Each event has its own follow-up budget for the post-task probing phase. Use shallower depths for events you just want logged, deeper ones for the moments you really care about:

| Depth                      | Use when                                               |
| -------------------------- | ------------------------------------------------------ |
| **No follow-up questions** | You want the event tracked but skipped during probing. |
| **0–1 follow-ups**         | A quick "what just happened?" is enough.               |
| **1–2 follow-ups**         | Worth a short follow-up exchange.                      |
| **2+ follow-ups**          | This is one of the moments the whole study hinges on.  |
| **Automatic probing**      | Let the moderator judge per event based on context.    |

Set most events to one of the shallower depths, and reserve **2+ follow-ups** for the one or two events that justify spending interview time.

***

## What the participant sees

The participant doesn't see the event list, and they don't get interrupted during the task.
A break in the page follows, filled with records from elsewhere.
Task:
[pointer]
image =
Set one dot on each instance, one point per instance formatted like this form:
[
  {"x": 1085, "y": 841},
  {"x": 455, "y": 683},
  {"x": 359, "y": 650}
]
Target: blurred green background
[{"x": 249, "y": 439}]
The moderator reads the question and then **stays silent** while the participant works through it — no live commentary, no in-the-moment probes on detected events. They just get on with the task while frames are analysed in the background.
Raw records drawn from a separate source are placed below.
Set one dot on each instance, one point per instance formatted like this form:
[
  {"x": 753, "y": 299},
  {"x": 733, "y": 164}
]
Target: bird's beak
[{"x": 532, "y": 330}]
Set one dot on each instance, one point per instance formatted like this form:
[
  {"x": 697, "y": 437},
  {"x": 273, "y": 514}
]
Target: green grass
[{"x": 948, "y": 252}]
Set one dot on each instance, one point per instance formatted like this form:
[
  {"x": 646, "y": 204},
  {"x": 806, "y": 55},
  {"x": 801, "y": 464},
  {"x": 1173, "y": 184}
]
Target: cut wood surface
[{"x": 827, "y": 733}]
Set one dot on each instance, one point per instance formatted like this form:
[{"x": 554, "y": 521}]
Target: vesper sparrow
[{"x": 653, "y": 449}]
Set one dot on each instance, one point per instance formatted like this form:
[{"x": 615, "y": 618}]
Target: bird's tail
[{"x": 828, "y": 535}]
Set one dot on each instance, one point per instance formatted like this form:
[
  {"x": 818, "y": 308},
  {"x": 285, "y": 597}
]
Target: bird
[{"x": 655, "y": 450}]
The probing only starts **once the participant gives their first response after the task** — typically "I'm done", "OK that's it", or a quick summary of what they did. At that point the moderator works through the observed events one at a time, framing each as a reflective follow-up — *"I noticed you spent a while in the filter menu — what were you looking for there?"* Each event is asked about separately, at the depth you chose. When all events have been probed (or skipped because their depth was "no follow-up"), the question completes and the interview moves on.

For screen-sharing questions, the participant is prompted to share a window or tab at the start of the interview (the same way as any screen-recorded study). For in-store shop-alongs, the participant uses their phone camera and is expected to hold it so the shelves and products they're looking at are visible.

***

## Tips

* **Describe what's visible, not what's intended.** *"user opens the filter menu"* works; *"user is confused by the filter menu"* doesn't — the AI sees pixels, not intent.
* **One observable thing per event.** Splitting "adds item and goes to checkout" into two events gives the moderator two distinct moments to probe.
* **Be specific about UI labels and physical objects.** *"user clicks the green Continue button"* is easier to detect reliably than *"user proceeds"*.
* **Don't list 10 events if you only care about 3.** Every event you add competes for the moderator's attention and inflates the probing budget.
* **Test it.** Walk through the task yourself with [Testing your study](/setup-to-launch/testing-your-study) before launching — if your own events don't reliably trigger, the descriptions need tightening or the source is wrong (e.g. you described an on-screen action but picked the camera source).